I DO NOT SUPPLY
General Motor Topics
The governor assembly is the means by which the speed of the gramophone is controlled. Weights are thrown outwards by inertia as the assembly revolves bringing a brass disc and a liliting pad into contact. The pad is capable of being moved by connection to the speed control arm or knob on the motor deck.The amount to which this disc is allowed to move and therefore the extent to which the weights are thrown outwards detremines the speed. It's obvious therefore that contact between the disc and the limiting pad is present during playing which causes friction. To limit this the disc and pad require lubrication. Up until recently I have always lubricated the governor plate and pad with good old "3 in 1" oil but apparently this, over time, can become sticky causing fluctuations in the rpm and therefore lead to what I used to know as "wow and flutter" in my hifi days.
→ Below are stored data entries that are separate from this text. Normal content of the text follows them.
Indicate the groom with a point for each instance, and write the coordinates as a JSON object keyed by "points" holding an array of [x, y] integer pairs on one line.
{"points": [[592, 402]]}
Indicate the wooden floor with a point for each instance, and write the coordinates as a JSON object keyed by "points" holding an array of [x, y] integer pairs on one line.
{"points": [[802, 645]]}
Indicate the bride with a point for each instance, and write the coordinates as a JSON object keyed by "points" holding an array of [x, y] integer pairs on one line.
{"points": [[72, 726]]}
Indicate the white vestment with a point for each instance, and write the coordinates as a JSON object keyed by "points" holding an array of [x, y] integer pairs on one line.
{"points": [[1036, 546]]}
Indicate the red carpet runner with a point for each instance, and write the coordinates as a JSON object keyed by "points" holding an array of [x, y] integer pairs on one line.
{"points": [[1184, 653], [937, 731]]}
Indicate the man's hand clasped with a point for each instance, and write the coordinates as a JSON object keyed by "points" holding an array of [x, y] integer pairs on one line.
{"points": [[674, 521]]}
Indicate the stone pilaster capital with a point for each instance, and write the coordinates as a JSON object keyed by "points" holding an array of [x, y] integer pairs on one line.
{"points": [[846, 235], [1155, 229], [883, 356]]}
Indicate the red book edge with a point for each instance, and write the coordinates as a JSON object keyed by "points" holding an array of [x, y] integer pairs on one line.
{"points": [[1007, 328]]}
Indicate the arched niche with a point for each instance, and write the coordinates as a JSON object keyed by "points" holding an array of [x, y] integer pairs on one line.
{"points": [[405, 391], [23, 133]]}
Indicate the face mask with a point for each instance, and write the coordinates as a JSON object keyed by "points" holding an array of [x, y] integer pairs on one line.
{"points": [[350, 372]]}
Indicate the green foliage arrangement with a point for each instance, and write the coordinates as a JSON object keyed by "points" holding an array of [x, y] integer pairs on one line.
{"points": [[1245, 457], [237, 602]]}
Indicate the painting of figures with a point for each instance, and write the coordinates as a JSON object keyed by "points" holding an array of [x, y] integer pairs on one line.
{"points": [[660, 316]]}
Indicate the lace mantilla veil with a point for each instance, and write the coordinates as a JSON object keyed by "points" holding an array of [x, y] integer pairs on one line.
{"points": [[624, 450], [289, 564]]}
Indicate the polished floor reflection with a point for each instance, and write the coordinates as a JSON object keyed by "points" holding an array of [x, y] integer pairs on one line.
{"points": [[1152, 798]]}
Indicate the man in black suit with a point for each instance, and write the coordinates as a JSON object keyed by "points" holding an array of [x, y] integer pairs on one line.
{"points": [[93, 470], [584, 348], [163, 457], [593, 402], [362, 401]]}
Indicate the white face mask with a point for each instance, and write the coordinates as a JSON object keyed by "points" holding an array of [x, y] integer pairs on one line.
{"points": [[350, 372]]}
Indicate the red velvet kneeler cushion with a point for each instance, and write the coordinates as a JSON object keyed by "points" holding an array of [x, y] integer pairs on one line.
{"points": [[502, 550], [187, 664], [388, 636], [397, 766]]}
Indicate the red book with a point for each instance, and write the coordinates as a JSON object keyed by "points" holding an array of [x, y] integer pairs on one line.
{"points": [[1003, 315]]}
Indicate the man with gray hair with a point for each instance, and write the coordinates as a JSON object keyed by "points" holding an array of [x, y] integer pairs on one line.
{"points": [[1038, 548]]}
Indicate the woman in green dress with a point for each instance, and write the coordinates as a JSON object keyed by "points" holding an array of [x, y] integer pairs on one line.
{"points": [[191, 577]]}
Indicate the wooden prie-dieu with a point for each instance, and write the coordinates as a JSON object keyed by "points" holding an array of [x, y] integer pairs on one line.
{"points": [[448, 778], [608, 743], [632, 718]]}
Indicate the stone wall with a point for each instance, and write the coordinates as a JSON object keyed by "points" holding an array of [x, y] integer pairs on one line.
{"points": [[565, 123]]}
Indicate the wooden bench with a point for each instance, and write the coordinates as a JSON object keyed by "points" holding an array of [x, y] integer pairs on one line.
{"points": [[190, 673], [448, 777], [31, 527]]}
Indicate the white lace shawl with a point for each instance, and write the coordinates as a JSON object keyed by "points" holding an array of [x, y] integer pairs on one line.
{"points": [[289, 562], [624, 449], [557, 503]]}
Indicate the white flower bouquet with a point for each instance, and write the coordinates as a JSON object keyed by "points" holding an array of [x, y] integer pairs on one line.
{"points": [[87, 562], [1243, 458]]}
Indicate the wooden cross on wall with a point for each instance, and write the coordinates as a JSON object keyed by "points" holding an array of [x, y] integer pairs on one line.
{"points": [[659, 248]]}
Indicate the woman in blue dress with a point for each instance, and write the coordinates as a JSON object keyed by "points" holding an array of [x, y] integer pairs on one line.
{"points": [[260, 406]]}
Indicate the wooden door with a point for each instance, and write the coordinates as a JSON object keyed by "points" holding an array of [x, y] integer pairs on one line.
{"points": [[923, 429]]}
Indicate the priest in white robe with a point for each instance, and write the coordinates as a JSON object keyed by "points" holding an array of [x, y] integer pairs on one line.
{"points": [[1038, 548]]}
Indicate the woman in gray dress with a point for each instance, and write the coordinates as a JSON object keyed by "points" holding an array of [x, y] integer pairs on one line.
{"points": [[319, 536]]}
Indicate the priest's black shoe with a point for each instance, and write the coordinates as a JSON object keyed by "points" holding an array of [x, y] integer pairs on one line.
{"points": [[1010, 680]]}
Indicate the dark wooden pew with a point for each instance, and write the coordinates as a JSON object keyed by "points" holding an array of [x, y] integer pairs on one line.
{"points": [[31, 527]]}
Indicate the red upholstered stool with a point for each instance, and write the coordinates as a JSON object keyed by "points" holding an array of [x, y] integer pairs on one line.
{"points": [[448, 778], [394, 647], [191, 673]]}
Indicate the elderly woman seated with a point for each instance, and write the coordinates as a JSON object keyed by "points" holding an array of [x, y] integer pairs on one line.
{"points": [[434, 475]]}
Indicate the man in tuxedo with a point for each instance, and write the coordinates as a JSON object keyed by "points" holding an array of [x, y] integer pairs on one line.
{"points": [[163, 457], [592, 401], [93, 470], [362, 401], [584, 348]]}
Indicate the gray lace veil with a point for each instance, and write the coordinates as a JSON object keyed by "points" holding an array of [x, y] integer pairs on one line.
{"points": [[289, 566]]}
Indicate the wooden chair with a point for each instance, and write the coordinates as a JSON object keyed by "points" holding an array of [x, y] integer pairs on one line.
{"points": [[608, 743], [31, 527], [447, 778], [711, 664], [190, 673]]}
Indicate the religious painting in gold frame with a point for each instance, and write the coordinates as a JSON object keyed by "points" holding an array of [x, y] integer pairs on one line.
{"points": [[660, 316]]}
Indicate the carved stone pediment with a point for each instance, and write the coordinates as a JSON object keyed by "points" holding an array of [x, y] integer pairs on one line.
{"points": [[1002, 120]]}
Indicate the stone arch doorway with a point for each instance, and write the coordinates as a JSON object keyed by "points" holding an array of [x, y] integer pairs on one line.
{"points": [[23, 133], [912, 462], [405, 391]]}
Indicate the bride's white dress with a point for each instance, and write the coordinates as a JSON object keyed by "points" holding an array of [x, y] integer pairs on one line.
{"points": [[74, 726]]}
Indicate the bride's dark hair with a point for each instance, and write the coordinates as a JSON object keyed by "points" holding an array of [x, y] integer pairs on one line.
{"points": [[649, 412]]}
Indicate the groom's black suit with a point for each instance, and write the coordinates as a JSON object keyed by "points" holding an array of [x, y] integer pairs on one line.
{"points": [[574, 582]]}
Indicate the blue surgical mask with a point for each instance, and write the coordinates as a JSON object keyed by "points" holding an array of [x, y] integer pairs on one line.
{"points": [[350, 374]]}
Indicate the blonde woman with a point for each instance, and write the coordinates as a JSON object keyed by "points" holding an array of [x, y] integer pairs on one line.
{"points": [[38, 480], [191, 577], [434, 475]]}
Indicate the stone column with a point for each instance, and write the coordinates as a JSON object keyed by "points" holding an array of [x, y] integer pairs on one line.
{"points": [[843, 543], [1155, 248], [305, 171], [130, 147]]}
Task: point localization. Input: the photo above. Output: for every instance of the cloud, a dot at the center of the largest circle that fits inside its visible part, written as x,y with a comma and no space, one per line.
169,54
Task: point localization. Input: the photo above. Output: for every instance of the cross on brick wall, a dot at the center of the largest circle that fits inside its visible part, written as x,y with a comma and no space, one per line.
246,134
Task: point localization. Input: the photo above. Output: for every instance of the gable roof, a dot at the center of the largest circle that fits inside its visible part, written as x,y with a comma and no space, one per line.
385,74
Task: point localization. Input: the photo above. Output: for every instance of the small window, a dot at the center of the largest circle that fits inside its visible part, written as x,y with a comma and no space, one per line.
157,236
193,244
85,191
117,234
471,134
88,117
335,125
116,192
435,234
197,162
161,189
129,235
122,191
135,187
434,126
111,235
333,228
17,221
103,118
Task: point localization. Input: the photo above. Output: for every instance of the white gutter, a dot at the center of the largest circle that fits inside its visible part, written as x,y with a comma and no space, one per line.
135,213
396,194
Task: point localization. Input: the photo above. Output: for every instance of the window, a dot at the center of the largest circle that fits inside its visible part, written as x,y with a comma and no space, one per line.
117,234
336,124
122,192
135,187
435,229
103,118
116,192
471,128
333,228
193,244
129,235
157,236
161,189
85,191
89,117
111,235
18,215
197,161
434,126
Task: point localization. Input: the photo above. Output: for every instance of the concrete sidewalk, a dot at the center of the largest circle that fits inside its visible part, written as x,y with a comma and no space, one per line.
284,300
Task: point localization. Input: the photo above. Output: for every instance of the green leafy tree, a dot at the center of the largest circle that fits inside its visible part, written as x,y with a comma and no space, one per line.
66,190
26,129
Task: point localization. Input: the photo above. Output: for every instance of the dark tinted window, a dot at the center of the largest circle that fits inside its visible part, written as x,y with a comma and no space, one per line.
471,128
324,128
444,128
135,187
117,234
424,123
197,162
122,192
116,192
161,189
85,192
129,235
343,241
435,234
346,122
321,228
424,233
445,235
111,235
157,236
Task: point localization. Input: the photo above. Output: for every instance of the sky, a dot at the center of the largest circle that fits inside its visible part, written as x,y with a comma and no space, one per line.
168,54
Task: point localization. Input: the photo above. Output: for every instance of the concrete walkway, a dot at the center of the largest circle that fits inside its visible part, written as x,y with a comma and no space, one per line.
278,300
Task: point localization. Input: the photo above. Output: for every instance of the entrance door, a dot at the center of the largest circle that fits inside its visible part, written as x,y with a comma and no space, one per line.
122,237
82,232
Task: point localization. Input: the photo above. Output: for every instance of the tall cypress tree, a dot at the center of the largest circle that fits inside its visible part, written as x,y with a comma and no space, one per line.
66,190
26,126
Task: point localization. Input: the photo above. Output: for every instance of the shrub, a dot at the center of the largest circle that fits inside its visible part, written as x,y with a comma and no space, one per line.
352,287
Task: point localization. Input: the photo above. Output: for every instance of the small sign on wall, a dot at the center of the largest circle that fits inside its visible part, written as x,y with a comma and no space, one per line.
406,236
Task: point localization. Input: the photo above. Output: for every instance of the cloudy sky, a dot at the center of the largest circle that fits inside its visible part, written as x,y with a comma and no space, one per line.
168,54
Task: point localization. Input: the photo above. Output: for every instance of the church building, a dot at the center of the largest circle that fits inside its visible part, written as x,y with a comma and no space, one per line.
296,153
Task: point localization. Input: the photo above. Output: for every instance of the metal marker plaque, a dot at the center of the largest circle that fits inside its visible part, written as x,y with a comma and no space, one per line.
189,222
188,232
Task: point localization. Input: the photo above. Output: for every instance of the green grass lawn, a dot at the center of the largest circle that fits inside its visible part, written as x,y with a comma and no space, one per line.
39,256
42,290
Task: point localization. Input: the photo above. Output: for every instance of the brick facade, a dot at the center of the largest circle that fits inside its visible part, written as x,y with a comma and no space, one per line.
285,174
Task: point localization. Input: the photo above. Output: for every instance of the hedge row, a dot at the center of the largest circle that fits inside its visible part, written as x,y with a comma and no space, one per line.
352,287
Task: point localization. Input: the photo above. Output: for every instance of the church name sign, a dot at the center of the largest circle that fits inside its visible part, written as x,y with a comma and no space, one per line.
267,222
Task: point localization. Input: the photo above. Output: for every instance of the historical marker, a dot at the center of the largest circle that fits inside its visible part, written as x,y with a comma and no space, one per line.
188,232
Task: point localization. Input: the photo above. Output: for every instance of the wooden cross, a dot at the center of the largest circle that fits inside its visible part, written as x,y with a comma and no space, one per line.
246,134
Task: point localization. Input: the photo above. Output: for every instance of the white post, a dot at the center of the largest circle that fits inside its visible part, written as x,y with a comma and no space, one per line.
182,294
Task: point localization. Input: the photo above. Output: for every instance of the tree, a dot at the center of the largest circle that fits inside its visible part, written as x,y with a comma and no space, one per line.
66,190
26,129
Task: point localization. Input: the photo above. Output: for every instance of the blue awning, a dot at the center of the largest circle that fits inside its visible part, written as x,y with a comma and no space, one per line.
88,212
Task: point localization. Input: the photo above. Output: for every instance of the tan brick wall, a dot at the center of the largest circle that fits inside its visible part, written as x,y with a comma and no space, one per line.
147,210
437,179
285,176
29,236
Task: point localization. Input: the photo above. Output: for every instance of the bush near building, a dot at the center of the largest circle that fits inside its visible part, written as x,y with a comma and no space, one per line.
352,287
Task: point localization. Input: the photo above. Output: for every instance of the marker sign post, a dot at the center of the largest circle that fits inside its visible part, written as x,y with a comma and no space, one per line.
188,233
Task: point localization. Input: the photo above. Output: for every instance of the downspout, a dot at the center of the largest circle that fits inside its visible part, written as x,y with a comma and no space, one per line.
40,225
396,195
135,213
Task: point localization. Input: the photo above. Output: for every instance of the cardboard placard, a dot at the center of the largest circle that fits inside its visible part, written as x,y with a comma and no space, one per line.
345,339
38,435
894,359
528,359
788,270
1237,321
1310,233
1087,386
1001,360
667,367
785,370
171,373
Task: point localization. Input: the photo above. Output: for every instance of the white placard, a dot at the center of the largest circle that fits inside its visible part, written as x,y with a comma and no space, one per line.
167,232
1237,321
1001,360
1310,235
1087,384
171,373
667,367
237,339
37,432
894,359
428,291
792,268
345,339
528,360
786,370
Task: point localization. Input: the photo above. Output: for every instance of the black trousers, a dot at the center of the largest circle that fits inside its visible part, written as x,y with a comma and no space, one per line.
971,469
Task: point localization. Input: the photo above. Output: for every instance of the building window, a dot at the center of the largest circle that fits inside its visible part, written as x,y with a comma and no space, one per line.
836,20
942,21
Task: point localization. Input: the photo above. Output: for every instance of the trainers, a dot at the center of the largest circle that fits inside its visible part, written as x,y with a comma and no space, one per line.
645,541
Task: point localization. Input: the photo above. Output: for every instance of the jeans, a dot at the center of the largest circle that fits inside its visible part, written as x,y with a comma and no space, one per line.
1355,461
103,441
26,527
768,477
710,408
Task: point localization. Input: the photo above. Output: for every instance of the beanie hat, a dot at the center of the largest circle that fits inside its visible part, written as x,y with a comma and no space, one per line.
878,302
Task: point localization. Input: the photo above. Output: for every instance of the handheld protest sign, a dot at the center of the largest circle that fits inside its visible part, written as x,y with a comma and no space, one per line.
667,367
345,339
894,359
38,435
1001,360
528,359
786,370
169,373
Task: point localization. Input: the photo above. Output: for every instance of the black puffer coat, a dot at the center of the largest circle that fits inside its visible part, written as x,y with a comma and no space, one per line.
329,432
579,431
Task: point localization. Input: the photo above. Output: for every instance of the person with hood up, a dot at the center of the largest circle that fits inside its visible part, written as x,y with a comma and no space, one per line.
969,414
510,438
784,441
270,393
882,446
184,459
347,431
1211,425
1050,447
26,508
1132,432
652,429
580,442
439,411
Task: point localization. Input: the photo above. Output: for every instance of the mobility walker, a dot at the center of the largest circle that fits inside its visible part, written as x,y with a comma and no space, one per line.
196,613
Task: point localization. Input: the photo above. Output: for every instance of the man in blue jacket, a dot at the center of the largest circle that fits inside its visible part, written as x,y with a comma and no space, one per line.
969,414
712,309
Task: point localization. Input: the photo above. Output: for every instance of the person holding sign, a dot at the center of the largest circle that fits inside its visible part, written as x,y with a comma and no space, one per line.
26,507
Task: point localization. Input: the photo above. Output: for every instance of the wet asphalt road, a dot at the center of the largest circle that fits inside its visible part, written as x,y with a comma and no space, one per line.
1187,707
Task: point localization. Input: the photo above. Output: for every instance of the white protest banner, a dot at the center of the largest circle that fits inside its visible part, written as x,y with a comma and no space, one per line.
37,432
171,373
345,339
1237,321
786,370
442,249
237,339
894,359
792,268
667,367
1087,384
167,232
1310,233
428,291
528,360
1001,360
A better solution than "3 in 1" is sewing machine oil.
Grease for Motors
This is often a topic of much debate. Purists even go to the extent of creating greases from original recipes. Others use available greases and dilute them with engine additives. Modern greases using molybdenum, lithium and Teflon have been reported as all being suitable for gramophone motors although some concern has been expressed regarding molybdenum although I hhave used this on some machines and not encountered any problems. The concern seems to be that when used on a mainspring its consistency can cause suction between the coils. This means that there is a sudden release of energy similar to that caused when old grease in spring cases has stuck coils together. The effect of this is a "bumping" sound from the motor as coils in the spring suddenly releases which can cause damage. General purpose grease sold at car accessory shops is the one I use and on balance this seems to have general acceptance.
It's inevitable that by the time your gramophone got to you it's already done alot of record playing. Parts, particularly in the motor, will be worn but when approaching the problem of sorting out the noise use common sense as a starting point. First of all check for loose components around the governor armature and the amount of play in the arm itself. Now move onto the components themselves. The parts that move the fastest wear the most so start with them. The first port of call should be the bearings at the ends of the governor armature and the bearing at the base of the spindle. After that you can move onto worn gears again starting with those that turn fastest.